LEGO and Software – Variety and Specialisation

Since my first post on LEGO as a Metaphor for Software Reuse, I have done some more homework on existing analyses of LEGO® products, to understand what I could myself reuse and what gaps I could fill with further data analysis.

I’ve found three fascinating analyses that I share below. However, I should note that these analyses weren’t performed considering LEGO products as a metaphor or benchmark for software reuse. So I’ve continued to ask myself: what lessons can we take away for better management of software delivery? For this post, the key takeaways are market and product drivers of variety, specialisation and complexity, rather than strategies for reuse as such. I’m hoping to share more insight on reuse in LEGO in future posts, in the context of these market and product drivers.

I also discovered the Rebrickable downloads and API, which I plan to use for any further analysis – I do hope I need to play with more data!

Reuse Concepts

I started all this thinking about software reuse, which is not an aim in itself, but a consideration and sometimes an outcome in efficiently satisfying software product objectives. As we think about reuse and consider existing analyses, I found it helpful to define a few related concepts:

  • Variety – the number of different forms or properties an entity under consideration might take. We might talk about variety of themes, sets, parts, and colours, etc.
  • Specialisation – of parts in particular, where parts serve only limited purposes.
  • Complexity – the combinations or interactions of entities, generally increasing with increasing variety and specialisation.
  • Sharing – of parts between sets in particular, where parts appear in multiple sets. We might infer specialisation from limited sharing.
  • Reuse – sharing, with further consideration of time, as some reuse scenarios may be identified when a part is introduced, some may emerge over time, and some opportunities for future reuse may not be realised.

Considering these concepts, the first two analyses focus mainly on understanding variety and specialisation, while the third dives deeper into sharing and reuse.

Increase in Variety and Specialisation

The Colorful Lego

Visualisation of colours in use in LEGO sets over time
Analysis of LEGO colours in use over time. Source: The Colorful Lego Project

Great visualisations and analysis in this report and public dashboard from Edra Stafaj, Hyerim Hwang and Yiren Wang, driven primarily by the evolving colours found in LEGO sets of over time, and considering colour as a proxy for complexity.

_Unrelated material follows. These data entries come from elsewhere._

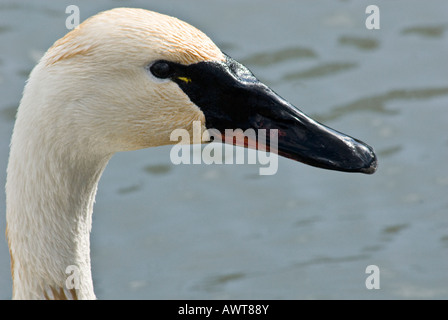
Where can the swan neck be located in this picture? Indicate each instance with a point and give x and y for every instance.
(50, 192)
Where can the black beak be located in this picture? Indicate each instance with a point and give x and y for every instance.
(232, 98)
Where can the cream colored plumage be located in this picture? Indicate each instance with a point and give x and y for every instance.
(89, 97)
(125, 79)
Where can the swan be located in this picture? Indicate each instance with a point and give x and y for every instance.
(123, 80)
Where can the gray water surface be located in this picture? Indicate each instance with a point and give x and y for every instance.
(162, 231)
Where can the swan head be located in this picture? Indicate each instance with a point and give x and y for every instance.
(126, 78)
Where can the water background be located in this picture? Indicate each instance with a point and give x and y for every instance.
(162, 231)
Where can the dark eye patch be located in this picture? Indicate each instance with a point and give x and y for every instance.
(162, 69)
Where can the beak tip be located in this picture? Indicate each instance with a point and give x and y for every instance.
(372, 165)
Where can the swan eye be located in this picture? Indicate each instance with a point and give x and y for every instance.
(161, 69)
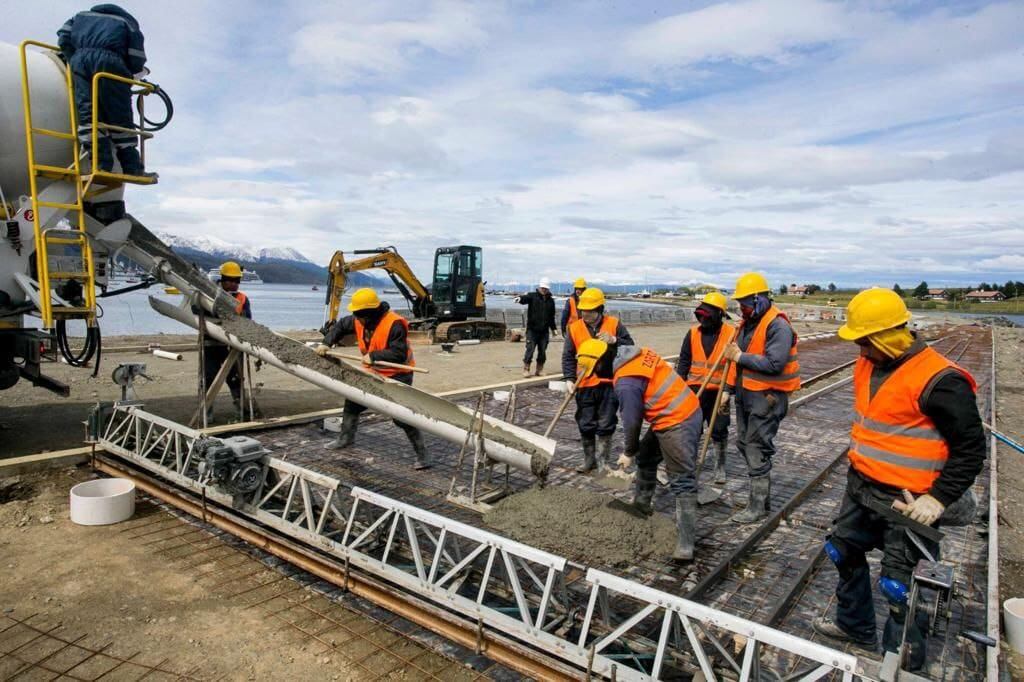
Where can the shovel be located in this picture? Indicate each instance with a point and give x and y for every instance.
(706, 496)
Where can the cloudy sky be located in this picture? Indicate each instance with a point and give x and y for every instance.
(860, 142)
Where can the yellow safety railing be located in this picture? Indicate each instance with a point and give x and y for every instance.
(78, 236)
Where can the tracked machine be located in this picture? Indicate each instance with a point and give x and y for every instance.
(451, 308)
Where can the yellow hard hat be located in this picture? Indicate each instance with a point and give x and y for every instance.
(873, 310)
(230, 269)
(716, 299)
(591, 298)
(364, 299)
(587, 355)
(750, 284)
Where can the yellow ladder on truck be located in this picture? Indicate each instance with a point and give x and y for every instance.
(96, 181)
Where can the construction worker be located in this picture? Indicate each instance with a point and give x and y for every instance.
(916, 434)
(383, 336)
(540, 326)
(702, 347)
(105, 39)
(570, 310)
(649, 390)
(764, 371)
(596, 406)
(214, 352)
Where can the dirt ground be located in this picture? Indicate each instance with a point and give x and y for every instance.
(1010, 420)
(172, 392)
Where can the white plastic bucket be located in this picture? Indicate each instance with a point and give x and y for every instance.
(1013, 615)
(102, 502)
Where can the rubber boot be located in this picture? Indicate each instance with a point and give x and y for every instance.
(422, 459)
(720, 475)
(347, 434)
(686, 513)
(604, 454)
(131, 163)
(757, 504)
(643, 491)
(589, 460)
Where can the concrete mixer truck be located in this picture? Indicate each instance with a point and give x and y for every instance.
(64, 225)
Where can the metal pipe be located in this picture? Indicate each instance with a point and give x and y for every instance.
(535, 454)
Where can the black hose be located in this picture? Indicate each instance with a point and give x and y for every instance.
(151, 126)
(92, 347)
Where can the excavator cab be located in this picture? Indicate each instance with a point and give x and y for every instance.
(458, 285)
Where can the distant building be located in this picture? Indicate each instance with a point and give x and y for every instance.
(985, 296)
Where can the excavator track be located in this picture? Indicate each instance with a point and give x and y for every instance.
(469, 329)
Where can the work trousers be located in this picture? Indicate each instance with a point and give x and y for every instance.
(678, 446)
(597, 411)
(355, 409)
(758, 417)
(857, 530)
(720, 429)
(537, 340)
(214, 356)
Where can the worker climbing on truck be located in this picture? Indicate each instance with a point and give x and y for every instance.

Some of the key findings:

  • The variety of colours has increased dramatically over time, with many recently introduced colours already discontinued.
  • The increase in variety of colours is connected with growth of new themes. Since 2010, there has been a marked increase in co-branded sets (“cooperative” theme, eg, Star Wars) and new in-house branded sets (“LEGO commercial” theme, eg, Ninjago) as a proportion of all sets.
  • That specialised pieces (as modelled by Minifig Heads – also noted as the differentiating part between themes) make up the bulk of new pieces, compared to new generic pieces (as modelled by Bricks & Plates).

Colour is an interesting dimension to consider, as it may be argued an aesthetic, rather than mechanical, consideration for reuse. However, as noted in the diversification of themes, creating and satisfying a wider array of customer segments is connected to the increasing variety of colour.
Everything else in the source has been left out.